Si ya sabes resolver el 3×3 esta primera capa no te supondrá ningún problema: lo único que tenemos que hacer es colocar todas las piezas blancas en una misma capa, teniendo en cuenta que los colores de los laterales coincidan. En la ilustración de la izquierda podemos ver cómo quedaría.
Si no sabes hacer el 3×3 a continuación te explicamos los casos que pueden salirte para resolver estas esquinas.
Normalmente empezamos a resolver el cubo completando la capa blanca, que la usaremos como capa superior. Céntrate en una esquina y úsala como referencia para construir ahí tu capa. Busca en el cubo la esquina que iría a su lado. Si por ejemplo has seleccionado la esquina blanca-verde-roja, deberás buscar o bien la blanca-verde-naranja, o la blanca-roja-azul. Es decir, deben tener dos colores en común. En el caso que hemos puesto, podríamos seleccionar el blanco, que como hemos mencionado anteriormente actuará de capa superior, el verde para situarla a un lado, o el rojo para colocarla al otro.
Posicionar las esquinas
Para colocar las esquinas, podemos encontrarnos con diferentes situaciones. Todas se resuelven de una manera específica. A continuación, te vamos a explicar cada una de ellas, de modo que solo tendrás que ir fijándote en las diferentes esquinas que quieres colocar y hacer la secuencia de movimientos que corresponda a tu caso.
- Primer caso: en la capa inferior, debajo del lugar dónde queremos que vaya nuestra pieza, tenemos una esquina en la que el color blanco se queda mirando hacia nosotros. Para ponerla en su posición correcta tenemos que hacer cuatro sencillos pasos, que podemos ver en la primera ilustración.
- Segundo caso: en esta ocasión, el color blanco se queda mirando hacia abajo. Del mismo modo que en caso anterior, posicionamos la esquina justo debajo de donde la queremos insertar y repetimos el mismo algoritmo que antes. Lo tenemos que repetir tres veces para que la esquina se coloque en su posición correcta.
- Tercer caso: puede ocurrir que la esquina se encuentre en su posición correcta pero mal orientada, es decir, el color blanco se quede mirando hacia nosotros. Para cambiarla tenemos que aplicar el mismo algoritmo que en los casos anteriores, pero esta vez tenemos que repetirlo dos veces.
- Cuarto caso: nos encontramos una situación muy parecida a la del caso anterior; la diferencia es que el color blanco no está de frente a nosotros, sino que se queda hacia la derecha. Para arreglar esta pieza haremos el mismo algoritmo y repetirlo cuatro veces.

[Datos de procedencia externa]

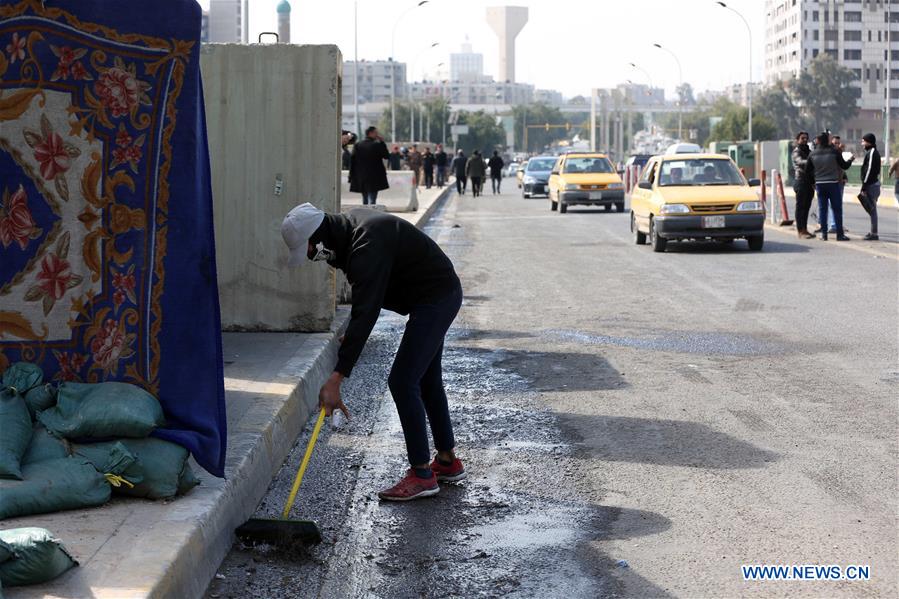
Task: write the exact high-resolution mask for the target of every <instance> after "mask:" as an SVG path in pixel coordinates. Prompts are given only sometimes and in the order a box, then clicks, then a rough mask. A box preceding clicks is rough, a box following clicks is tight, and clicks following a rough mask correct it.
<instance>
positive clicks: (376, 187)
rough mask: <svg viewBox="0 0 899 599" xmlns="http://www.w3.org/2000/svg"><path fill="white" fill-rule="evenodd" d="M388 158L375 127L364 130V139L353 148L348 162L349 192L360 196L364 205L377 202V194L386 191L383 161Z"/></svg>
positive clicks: (376, 202) (384, 175)
mask: <svg viewBox="0 0 899 599" xmlns="http://www.w3.org/2000/svg"><path fill="white" fill-rule="evenodd" d="M389 157H390V152H388V151H387V144H385V143H384V139H383V138H382V137H381V136H380V135H379V134H378V129H377V127H369V128H368V129H366V130H365V139H363V140H362V141H360V142H359V143H357V144H356V145H355V146H354V147H353V158H352V160H351V161H350V191H352V192H354V193H361V194H362V202H363V204H365V205H369V204H371V205H374V204H375V203H377V201H378V192H379V191H383V190H385V189H388V188H389V187H390V185H389V184H388V183H387V169H386V168H385V167H384V161H385V160H387V159H388V158H389Z"/></svg>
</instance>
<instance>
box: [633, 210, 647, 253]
mask: <svg viewBox="0 0 899 599" xmlns="http://www.w3.org/2000/svg"><path fill="white" fill-rule="evenodd" d="M631 233H633V234H634V243H636V244H637V245H645V244H646V233H643V232H642V231H640V228H639V227H637V215H635V214H634V213H633V212H631Z"/></svg>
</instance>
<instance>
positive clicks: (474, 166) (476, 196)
mask: <svg viewBox="0 0 899 599" xmlns="http://www.w3.org/2000/svg"><path fill="white" fill-rule="evenodd" d="M465 175H466V176H467V177H468V178H469V179H470V180H471V194H472V195H473V196H474V197H478V196H480V195H481V190H482V189H483V187H484V177H485V176H486V175H487V163H486V162H484V159H483V158H481V151H480V150H475V151H473V152H472V153H471V158H469V159H468V163H467V164H466V165H465Z"/></svg>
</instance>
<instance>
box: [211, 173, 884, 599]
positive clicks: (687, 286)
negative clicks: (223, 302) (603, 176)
mask: <svg viewBox="0 0 899 599" xmlns="http://www.w3.org/2000/svg"><path fill="white" fill-rule="evenodd" d="M506 184H507V186H508V189H509V193H507V194H506V195H503V196H492V195H489V194H488V195H486V196H483V197H482V198H478V199H474V198H471V197H470V196H465V197H462V198H454V199H453V200H451V201H450V202H449V204H448V205H447V206H446V207H445V209H443V210H441V211H440V212H438V214H437V215H436V216H435V218H434V220H433V221H432V226H431V227H429V233H430V234H431V235H432V236H433V237H434V238H435V239H437V240H438V242H439V243H440V244H441V245H442V246H443V247H444V248H445V250H446V251H447V253H448V254H449V255H450V256H451V258H452V259H453V260H454V262H455V263H456V266H457V270H458V271H459V273H460V276H461V278H462V280H463V286H464V288H465V292H466V299H465V304H464V306H463V308H462V311H461V313H460V316H459V318H458V319H457V321H456V323H455V325H454V327H453V329H452V330H451V332H450V335H449V338H448V340H447V351H446V355H445V360H444V374H445V379H446V383H447V389H448V393H449V396H450V402H451V412H452V414H453V417H454V421H455V423H456V432H457V439H458V453H459V455H460V457H461V458H462V459H463V460H464V461H465V464H466V467H467V469H468V471H469V474H470V478H469V480H467V481H465V482H463V483H460V484H457V485H447V486H444V487H443V489H442V490H441V493H440V494H439V495H438V496H436V497H434V498H429V499H426V500H422V501H419V502H415V503H410V504H382V503H379V502H378V500H377V498H376V497H375V493H376V491H377V490H378V489H380V488H382V487H384V486H388V485H389V484H392V483H393V482H394V481H395V480H396V478H397V477H398V476H400V475H401V474H402V472H403V470H404V468H405V467H406V465H405V464H404V455H405V452H404V448H403V443H402V436H401V432H400V430H399V426H398V422H397V418H396V416H395V411H394V409H393V405H392V400H391V398H390V395H389V393H388V392H387V390H386V384H385V380H386V376H387V373H388V371H389V368H390V362H391V359H392V353H393V351H394V350H395V348H396V345H397V344H398V342H399V338H400V335H401V334H402V326H403V319H402V318H400V317H397V316H391V315H389V314H388V313H384V315H383V316H382V319H381V321H380V323H379V325H378V326H377V328H376V330H375V332H374V334H373V336H372V338H371V340H370V341H369V343H368V345H367V347H366V350H365V352H364V354H363V357H362V360H361V362H360V364H359V365H358V366H357V368H356V370H355V371H354V374H353V377H352V378H351V379H349V380H348V381H347V382H346V383H345V388H344V395H345V400H346V403H347V405H348V406H349V407H350V409H351V410H352V412H353V416H354V418H353V420H352V421H351V422H350V423H349V424H348V425H347V426H346V427H345V428H344V429H342V430H340V431H328V432H327V434H326V435H325V437H324V438H323V439H322V440H320V441H319V447H318V448H317V450H316V454H315V457H314V458H313V462H312V465H311V469H310V471H309V472H308V473H307V479H306V481H305V482H304V484H303V488H302V489H301V492H300V497H299V500H298V508H297V510H296V512H295V514H294V517H302V518H309V519H314V520H316V521H317V522H319V524H320V526H321V528H322V531H323V534H324V537H325V542H324V543H323V544H321V545H319V546H317V547H314V548H311V549H305V550H298V551H293V552H289V551H287V552H286V551H281V550H278V549H274V548H271V547H252V548H251V547H245V546H243V545H241V544H239V543H238V544H236V545H235V546H234V548H233V550H232V552H231V554H230V555H229V556H228V558H227V559H226V561H225V563H224V564H223V566H222V568H221V570H220V573H219V576H218V577H217V578H216V580H214V581H213V583H212V585H211V586H210V588H209V591H208V593H207V597H210V598H215V597H272V598H277V597H285V598H286V597H313V596H317V597H385V598H387V597H390V598H392V597H481V596H484V597H494V596H513V597H516V596H517V597H572V598H573V597H736V596H750V597H752V596H757V597H787V596H789V597H797V596H799V597H821V596H827V597H858V596H866V597H875V596H883V597H895V596H897V593H899V583H897V572H899V568H897V566H899V563H897V562H899V557H897V556H899V545H897V535H896V531H897V516H896V497H897V496H899V495H897V491H899V489H897V435H896V432H897V402H896V398H897V395H899V365H897V355H899V349H897V337H899V325H897V289H899V262H897V257H899V255H897V247H896V245H894V244H890V243H881V244H874V243H865V242H860V241H858V242H856V241H853V242H849V243H848V244H838V243H836V242H827V243H824V242H821V241H817V240H811V241H799V240H797V239H796V238H795V236H793V235H791V234H789V233H787V232H782V231H773V230H772V231H770V232H768V233H767V241H766V246H765V250H764V251H763V252H761V253H756V252H749V251H748V250H747V249H746V247H745V243H744V242H737V243H735V244H734V245H732V246H723V245H717V244H672V245H671V246H669V248H670V250H669V252H667V253H665V254H654V253H652V251H651V250H650V248H649V247H648V246H642V247H640V246H636V245H634V244H633V241H632V240H631V235H630V233H629V231H628V216H627V215H626V214H617V213H605V212H602V211H595V210H587V209H584V208H573V209H571V210H570V211H569V213H568V214H566V215H560V214H558V213H554V212H550V210H549V202H548V200H545V199H532V200H523V199H521V198H520V197H519V196H518V195H517V190H516V189H515V188H514V184H512V185H509V181H508V180H507V182H506ZM881 214H882V219H883V221H885V222H887V221H888V220H889V222H890V223H891V225H890V226H892V227H893V230H895V224H896V222H895V221H896V219H897V212H896V210H895V209H892V208H887V209H883V210H882V213H881ZM850 228H851V227H850ZM848 246H852V247H851V248H850V247H848ZM307 435H308V428H307V431H306V433H305V434H304V435H303V436H302V437H301V439H299V440H298V444H297V447H295V448H294V450H293V452H292V454H291V456H290V458H289V459H288V462H287V463H286V465H285V467H284V469H283V470H282V472H281V474H280V475H279V477H278V479H277V480H276V481H275V482H274V483H273V484H272V486H271V488H270V491H269V494H268V496H267V498H266V500H265V502H264V503H263V505H262V506H260V511H259V514H260V515H268V516H274V515H276V514H277V513H278V512H279V511H280V508H281V506H282V505H283V501H284V499H285V498H286V496H287V492H288V490H289V485H290V483H291V480H292V476H293V473H294V471H295V469H296V466H297V464H298V462H299V459H300V458H301V456H302V452H303V450H304V448H305V441H306V438H307ZM743 564H827V565H829V564H837V565H841V566H845V565H851V564H860V565H869V566H870V573H871V579H870V580H868V581H864V582H858V581H827V582H824V581H816V582H810V581H802V582H797V581H789V582H748V581H744V580H743V577H742V574H741V569H740V567H741V565H743Z"/></svg>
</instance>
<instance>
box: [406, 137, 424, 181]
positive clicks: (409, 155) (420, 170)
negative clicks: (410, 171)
mask: <svg viewBox="0 0 899 599" xmlns="http://www.w3.org/2000/svg"><path fill="white" fill-rule="evenodd" d="M406 162H407V163H408V164H409V170H410V171H412V179H413V182H414V184H415V187H421V163H422V160H421V152H419V151H418V144H412V150H411V151H410V152H409V156H408V157H407V158H406Z"/></svg>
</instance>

- Quinto caso: nos encontramos algo muy parecido al caso 1, pero el blanco en lugar de mirarnos a nosotros, se queda mirando hacia la derecha. En esta ocasión haremos un algoritmo aún más sencillo. También lo podemos resolver con el mismo algoritmo que en los otros casos pero tendríamos que aplicarlo cinco veces. Resolver la última capa de un cubo de rubik 2×2 Orientar las piezas Para resolver la última capa del cubo 2×2 primero deberemos poner toda la capa del mismo color utilizando un sencillo algoritmo. Si la primera capa que hemos hecho es la blanca, la capa que ahora buscaremos poner del mismo color es su opuesta, en este caso la amarilla. Deberemos colocar la capa ya hecha (la blanca) mirando hacia abajo y la amarilla, que es la que ahora queremos hacer, hacia arriba. Para colocar todas las piezas, con la cara amarilla mirando hacia arriba, tendremos que aplicar el siguiente algoritmo tantas veces como sea necesario para que la pieza amarilla se sitúe mirando hacia arriba: (R’ D’ R D). ¡OJO! Recuerda siempre devolver el último movimiento (D). Cuando la pieza amarilla esté mirando hacia arriba, giramos la capa superior en sentido horario (U) y volvemos a realizar el algoritmo anterior para volver a colocar la siguiente pieza. Así lo haremos con las cuatro piezas y si alguna está ya colocada, simplemente, vuelve a girar la capa superior en sentido horario (U).